On Mon, 25 Apr 2005 16:14:46 GMT, "Jean Nicolle" <jeannicolle@sbcglobal.net> wrote:
>Or do these guys still have to pay royalties to Intel?
They pay a license fee to the provider of the IP for the 8051. The provider pays a license to Intel. -- #include <standard.disclaimer> _ Kevin D Quitt USA 91387-4454 96.37% of all statistics are made up
> They pay a license fee to the provider of the IP for the 8051. The > provider pays a license to Intel.
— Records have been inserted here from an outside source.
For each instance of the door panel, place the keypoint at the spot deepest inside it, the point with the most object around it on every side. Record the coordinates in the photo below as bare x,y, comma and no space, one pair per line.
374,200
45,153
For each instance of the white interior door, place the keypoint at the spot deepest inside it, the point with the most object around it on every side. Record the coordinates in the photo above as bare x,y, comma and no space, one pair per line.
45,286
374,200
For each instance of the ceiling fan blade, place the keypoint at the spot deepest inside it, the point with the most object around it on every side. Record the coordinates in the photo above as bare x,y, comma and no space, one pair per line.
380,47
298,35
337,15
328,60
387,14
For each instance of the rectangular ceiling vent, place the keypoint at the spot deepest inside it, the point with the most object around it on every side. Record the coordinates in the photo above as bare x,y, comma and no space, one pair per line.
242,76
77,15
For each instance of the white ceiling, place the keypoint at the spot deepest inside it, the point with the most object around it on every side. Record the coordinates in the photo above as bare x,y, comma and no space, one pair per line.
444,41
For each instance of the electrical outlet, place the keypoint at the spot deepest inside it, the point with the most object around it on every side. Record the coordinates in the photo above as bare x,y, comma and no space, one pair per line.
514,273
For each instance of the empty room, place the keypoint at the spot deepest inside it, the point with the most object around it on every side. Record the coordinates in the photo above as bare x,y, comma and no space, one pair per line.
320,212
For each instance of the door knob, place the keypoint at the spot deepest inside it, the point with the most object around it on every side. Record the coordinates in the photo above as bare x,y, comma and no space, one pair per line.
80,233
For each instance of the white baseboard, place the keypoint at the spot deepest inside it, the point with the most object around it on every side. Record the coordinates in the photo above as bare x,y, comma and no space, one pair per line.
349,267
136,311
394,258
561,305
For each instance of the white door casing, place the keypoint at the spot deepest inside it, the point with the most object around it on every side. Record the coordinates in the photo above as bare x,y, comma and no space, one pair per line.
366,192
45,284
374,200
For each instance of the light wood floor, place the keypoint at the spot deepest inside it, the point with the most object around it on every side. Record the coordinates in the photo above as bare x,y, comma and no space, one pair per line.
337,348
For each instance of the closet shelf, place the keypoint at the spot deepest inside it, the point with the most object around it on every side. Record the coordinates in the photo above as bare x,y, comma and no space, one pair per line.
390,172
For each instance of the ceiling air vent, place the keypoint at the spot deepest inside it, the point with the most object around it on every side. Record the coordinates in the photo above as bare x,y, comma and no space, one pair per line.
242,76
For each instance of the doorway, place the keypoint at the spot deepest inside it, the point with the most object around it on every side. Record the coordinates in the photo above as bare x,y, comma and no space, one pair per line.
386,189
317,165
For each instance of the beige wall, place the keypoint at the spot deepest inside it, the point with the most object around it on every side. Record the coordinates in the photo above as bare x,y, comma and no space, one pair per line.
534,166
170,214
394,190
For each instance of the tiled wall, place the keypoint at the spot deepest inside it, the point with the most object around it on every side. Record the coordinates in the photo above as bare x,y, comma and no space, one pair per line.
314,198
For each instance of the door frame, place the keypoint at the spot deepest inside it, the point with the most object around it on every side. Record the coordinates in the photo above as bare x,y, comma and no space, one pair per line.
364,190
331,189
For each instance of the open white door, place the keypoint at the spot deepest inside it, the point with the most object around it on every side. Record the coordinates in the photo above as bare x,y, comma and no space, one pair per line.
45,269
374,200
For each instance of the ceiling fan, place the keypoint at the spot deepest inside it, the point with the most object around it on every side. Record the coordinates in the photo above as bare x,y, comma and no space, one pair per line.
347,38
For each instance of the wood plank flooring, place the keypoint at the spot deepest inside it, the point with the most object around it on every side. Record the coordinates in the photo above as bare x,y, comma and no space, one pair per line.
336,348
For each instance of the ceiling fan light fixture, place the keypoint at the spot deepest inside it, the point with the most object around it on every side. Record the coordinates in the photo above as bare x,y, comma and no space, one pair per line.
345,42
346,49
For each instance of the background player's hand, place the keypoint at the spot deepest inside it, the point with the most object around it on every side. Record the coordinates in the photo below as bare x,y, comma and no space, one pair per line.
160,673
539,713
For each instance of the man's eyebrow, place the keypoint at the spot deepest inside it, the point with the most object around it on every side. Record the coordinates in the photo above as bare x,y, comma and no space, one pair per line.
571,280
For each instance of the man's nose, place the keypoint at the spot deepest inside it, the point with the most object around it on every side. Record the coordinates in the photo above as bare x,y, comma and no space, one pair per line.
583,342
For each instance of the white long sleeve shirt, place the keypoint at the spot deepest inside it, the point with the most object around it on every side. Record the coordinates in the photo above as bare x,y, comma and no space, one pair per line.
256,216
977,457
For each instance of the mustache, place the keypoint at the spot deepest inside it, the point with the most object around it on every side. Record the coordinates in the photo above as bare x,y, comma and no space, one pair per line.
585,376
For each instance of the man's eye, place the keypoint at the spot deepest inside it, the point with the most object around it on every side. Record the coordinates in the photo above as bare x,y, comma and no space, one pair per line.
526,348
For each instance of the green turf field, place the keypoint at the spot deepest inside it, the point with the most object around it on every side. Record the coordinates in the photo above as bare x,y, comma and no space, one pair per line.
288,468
Sounds reasonable although Intel designed the 8051 in the 1980s, 25 years ago... Do you know if the 8051 will eventually become public domain (like their patents will expire or something like that). Jean
Jean Nicolle wrote:
>>They pay a license fee to the provider of the IP for the 8051. The >>provider pays a license to Intel. > > > Sounds reasonable although Intel designed the 8051 in the 1980s, 25 years > ago... > Do you know if the 8051 will eventually become public domain (like their > patents will expire or something like that). > Jean >
Well, there is an OpenCore for that (actually several): http://www.opencores.org/projects.cgi/web/8051/overview http://www.oregano.at/ip/8051.htm http://www.opencores.org/projects.cgi/web/t51/overview Which implies that people out there aren't being sued. I don't believe your question is that simple. Companies have tried, I believe unsucessfully, to patent instruction sets. So if someone makes a microprocessor that happens to execute the same code, but was designed without copying the internal logic, that is not a problem. Busses are a bigger problem. One of the reasons AMD came out with different bus standards than Intel was to get around that. Now Intel has sued people who cloned their instruction sets based on the very dubious idea that "they must have used our ideas to do that", but again, they have failed to make their case in court, and in one case, were given a stern lecture from the judge for attempting what amounted to a "blind legal attack" using that tactic.
Kevin D. Quitt writes about 8051 clone chips
> They pay a license fee to the provider of the IP for the 8051.
Probably, unless they designed the IP themselves, which I expect most of them did. Though I don't have any hard facts.
> The provider pays a license to Intel.
Not bloody likely. Any patents on the 8051 have expired.
On Mon, 25 Apr 2005 11:06:56 -0700, Scott Moore <samiamsansspam@Sun.COM> wrote:
>Well, there is an OpenCore for that (actually several):
In that case, I take it all back. -- _ Kevin D. Quitt Kevin@Quitt.net 96.37% of all statistics are made up
Jean Nicolle <jeannicolle@sbcglobal.net> wrote:

> Is the 8051 CPU public domain,
No, because there isn't really such a thing as "the" 8051 CPU. There are dozens of apparently indepedent designs that all share a single machine language and core features (timers, UARTs, ...), but differ in various ways, starting from the number of clock cycles it takes for one machine cycle to execute being anywhere between the original 12 and 1, and extending to CPUs that changed even some aspects of the machine language.
> Or do these guys still have to pay royalties to Intel?